Editor’s Letter: Five and a half years ago, I launched FLUX Hawaii during what’s now known as the Great Recession of 2009, the nation’s worst since the Great Depression in the ’30s. Of course, starry-eyed with optimism, this was of no matter. I was convinced that the market would bear a magazine of this kind—the kind that told stories others wouldn’t; the kind that reflected Hawai‘i’s vibrant culture both past and present; the kind that derided perceptions of lackadaisical living and instead promoted a people and place always moving forward, never stagnant—constantly in flux.

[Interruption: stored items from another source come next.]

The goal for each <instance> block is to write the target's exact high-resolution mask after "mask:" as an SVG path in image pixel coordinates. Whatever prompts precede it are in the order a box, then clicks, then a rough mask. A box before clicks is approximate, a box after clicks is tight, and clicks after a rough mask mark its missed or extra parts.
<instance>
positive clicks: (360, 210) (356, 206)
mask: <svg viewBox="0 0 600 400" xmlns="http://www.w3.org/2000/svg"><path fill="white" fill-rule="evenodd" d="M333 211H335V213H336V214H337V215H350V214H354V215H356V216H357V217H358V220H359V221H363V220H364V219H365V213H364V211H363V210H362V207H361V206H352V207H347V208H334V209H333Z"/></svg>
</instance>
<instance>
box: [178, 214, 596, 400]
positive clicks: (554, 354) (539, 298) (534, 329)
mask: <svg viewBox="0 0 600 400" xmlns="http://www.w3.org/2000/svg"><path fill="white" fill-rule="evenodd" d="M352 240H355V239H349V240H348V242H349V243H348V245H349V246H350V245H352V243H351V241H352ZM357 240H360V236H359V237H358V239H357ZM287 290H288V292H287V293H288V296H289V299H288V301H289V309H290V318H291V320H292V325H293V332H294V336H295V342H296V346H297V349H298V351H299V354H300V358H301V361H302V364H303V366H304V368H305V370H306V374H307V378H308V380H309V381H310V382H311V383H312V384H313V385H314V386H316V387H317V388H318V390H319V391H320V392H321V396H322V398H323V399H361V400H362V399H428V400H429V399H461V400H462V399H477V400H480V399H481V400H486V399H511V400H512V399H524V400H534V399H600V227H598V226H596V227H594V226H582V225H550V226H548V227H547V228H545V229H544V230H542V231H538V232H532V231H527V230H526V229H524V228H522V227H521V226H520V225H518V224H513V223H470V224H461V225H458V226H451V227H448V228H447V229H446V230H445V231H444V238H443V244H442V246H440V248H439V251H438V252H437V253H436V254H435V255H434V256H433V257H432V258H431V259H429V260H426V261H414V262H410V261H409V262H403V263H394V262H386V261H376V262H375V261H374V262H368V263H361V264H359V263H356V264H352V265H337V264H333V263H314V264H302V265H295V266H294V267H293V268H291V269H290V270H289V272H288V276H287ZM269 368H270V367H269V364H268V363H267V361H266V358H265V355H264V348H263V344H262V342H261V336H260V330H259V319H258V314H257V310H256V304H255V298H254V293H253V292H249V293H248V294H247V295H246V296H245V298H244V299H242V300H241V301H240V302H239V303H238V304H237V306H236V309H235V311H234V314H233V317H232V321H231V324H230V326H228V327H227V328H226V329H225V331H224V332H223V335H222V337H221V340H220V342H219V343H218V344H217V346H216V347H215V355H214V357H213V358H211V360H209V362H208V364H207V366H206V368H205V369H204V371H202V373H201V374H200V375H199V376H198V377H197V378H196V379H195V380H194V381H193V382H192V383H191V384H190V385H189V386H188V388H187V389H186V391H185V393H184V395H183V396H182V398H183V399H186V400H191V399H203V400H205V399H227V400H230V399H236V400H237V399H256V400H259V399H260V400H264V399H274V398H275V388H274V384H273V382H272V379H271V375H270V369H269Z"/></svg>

Of course, everyone around me balked. Traditional media scoffed. My biggest supporters were also my harshest critics. The magazine, which I consider an extension of myself, has been called despicable, fluffy, frivolous, irreverent, violent, and shocking. Yet here we are, five and a half years later, about to take this show on the road, with distribution expanding nationwide and to Japan. Looking back at a folder on my desktop labeled “My Future,” filled with ideas, budgets, competitive analyses, marketing strategies—all the essentials of business planning 101—I found an early version of a media kit from February 2009 that noted our vision: “At the very center of the Pacific, Hawai‘i serves as a place of influx, as a bridge between the East and West. Given this unique positioning, our vision is to reorient both how our city, as well as the rest of the world, conceives of our islands.” While we’ve evolved and grown up a lot over the years, our vision remains the same.
This Aloha Friday issue is reflective of our journey. Born in the 1960s, during a time when aloha attire was not allowed in the workplace, Aloha Fridays became a movement that grew out of a spirit of rebelliousness and personal style, popularized by those who wanted to promote Hawai‘i’s burgeoning fashion industry, as well as buck social norms. The people featured in this issue, who capture this spirit, found success by doing things their way, against all odds.
Making FLUX Hawaii what it is today could not have happened anywhere else. The support of people we’ve met along the way—who eventually turned into friends who turned into staff—is why FLUX Hawaii is possible. This place, the loneliest, most isolated landmass in the world, is teeming with opportunity, with swerve and verve, with those who were crazy enough to take the leap. As we move into exciting new stratospheres, my hope is that you, Hawai‘i, will keep doing what you’re doing. Our future depends on it.